Once completed, we press Train to compute

\[A(D) = f.\]

This process should only take a few seconds.

Finally, we can utilize \(f\) by clicking Run. At this point, both OSC In and OSC Out indicators should be green, and as you move the square around, the sound should change accordingly. Moreover, all parameters (assuming they were all manipulated during recording) should transition smoothly.

Different Algorithms

Keep in mind that we did not specify any algorithm A. By default, Wekinator employs a feed-forward neural network and assumes a regression task. This means that the output \(f(x,y)\) is continuous and does not represent an element within a finite set of classes.

You can choose algorithms by modifying the Type setting, as shown in Fig. 4. This selection includes classification algorithms. For instance, if you wish to establish a mapping between a gesture captured by your webcam and a specific sample, this would be a classification task. Another example would be classifying the type of instrument being played.

Wekinator has some limitations regarding the range of algorithms it offers, as the user lacks control over the model architecture and the model’s hyperparameters.


Wekinator is an outstanding tool that makes certain aspects of machine learning accessible. Its compatibility with OSC allows for seamless integration into various systems. It is an ideal fit for quick experimentation and serves as a valuable tool for teaching creative practitioners the fundamentals of machine learning on an intuitive level.

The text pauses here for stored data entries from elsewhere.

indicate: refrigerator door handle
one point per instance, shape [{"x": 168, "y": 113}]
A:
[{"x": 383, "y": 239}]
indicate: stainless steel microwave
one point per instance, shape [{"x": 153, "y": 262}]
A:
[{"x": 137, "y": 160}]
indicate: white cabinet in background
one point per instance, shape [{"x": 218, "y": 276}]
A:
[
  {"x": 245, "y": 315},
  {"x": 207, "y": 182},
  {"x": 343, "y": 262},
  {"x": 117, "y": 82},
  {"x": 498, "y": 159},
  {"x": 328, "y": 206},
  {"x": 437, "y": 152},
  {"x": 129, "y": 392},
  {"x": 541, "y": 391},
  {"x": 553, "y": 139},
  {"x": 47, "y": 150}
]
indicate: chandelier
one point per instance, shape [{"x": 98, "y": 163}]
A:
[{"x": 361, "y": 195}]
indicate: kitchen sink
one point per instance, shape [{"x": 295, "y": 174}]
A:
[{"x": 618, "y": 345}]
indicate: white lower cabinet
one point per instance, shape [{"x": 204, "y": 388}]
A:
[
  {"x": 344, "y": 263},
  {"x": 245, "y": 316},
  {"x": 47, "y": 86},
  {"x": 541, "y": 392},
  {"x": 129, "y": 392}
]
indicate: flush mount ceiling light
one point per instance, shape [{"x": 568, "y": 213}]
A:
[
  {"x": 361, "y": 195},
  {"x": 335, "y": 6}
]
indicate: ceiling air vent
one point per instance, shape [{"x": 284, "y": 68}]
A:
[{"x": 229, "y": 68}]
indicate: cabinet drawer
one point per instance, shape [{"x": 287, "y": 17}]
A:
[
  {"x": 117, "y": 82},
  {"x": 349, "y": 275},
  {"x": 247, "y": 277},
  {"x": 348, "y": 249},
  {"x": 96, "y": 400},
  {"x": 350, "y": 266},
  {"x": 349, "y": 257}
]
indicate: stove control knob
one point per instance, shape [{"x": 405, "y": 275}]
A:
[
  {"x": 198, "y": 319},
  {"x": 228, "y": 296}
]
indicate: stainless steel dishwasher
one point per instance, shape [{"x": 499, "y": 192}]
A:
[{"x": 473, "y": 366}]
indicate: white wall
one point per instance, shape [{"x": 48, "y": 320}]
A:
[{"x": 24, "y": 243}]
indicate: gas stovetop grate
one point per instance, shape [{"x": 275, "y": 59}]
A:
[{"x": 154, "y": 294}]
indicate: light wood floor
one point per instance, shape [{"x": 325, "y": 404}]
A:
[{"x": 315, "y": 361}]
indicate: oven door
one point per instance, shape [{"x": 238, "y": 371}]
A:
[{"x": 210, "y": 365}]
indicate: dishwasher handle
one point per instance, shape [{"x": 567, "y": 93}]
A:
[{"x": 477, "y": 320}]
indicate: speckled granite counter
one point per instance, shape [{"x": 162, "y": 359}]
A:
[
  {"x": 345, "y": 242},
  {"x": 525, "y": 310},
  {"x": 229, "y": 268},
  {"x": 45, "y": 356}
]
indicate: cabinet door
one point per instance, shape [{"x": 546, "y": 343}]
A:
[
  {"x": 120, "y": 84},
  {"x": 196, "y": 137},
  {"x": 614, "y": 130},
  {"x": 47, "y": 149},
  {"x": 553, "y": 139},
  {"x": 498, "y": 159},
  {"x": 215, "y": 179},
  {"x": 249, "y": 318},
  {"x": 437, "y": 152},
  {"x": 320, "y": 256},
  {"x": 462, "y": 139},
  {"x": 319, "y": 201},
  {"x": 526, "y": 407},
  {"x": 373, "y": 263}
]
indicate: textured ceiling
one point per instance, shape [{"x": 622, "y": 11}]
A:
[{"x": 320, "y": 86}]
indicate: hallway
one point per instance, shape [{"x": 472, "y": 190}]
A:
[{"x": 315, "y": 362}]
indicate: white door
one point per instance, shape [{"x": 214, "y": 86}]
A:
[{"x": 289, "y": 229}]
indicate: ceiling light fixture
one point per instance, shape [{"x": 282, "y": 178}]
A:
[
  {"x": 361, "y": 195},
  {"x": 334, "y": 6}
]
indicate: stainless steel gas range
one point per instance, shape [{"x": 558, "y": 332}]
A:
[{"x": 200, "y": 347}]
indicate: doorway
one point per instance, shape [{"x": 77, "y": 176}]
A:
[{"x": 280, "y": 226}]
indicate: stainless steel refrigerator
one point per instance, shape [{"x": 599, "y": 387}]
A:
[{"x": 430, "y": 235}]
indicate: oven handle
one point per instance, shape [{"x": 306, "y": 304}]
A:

However, it does feel somewhat dated and experimental, offering no control over the hyperparameters of its built-in models. Additionally, it does not utilize the latest software libraries, such as PyTorch or TensorFlow. Being a Java application, it supports all operating systems, but Java is a relatively uncommon programming language in the field of machine learning.

The concept behind Wekinator is exceptional, and it shouldn’t be too challenging to create a similar tool in Python, enabling artists or developers to integrate their own PyTorch or TensorFlow models. It supports the goal of making machine learning accessible to everyone and provides valuable insights into the features that ML tools for non-experts should offer. Perhaps we can develop new tools to break down even more barriers, allowing practitioners and developers to learn from one another.

In any case, if you’re interested in experimenting with simple machine learning models that process various types of generated input, give Wekinator a try.


  1. Fiebrink, R. (2019). Machine learning education for artists, musicians, and other creative practitioners. ACM Trans. Comput. Educ., 19(4).
  2. Hilton, C., Plant, N., González Dı́az Carlos, Perry, P., Gibson, R., Martelli, B., Zbyszynski, M., Fiebrink, R., & Gillies, M. (2021). InteractML: Making machine learning accessible for creative practitioners working with movement interaction in immersive media. Proceedings of the 27th ACM Symposium on Virtual Reality Software and Technology.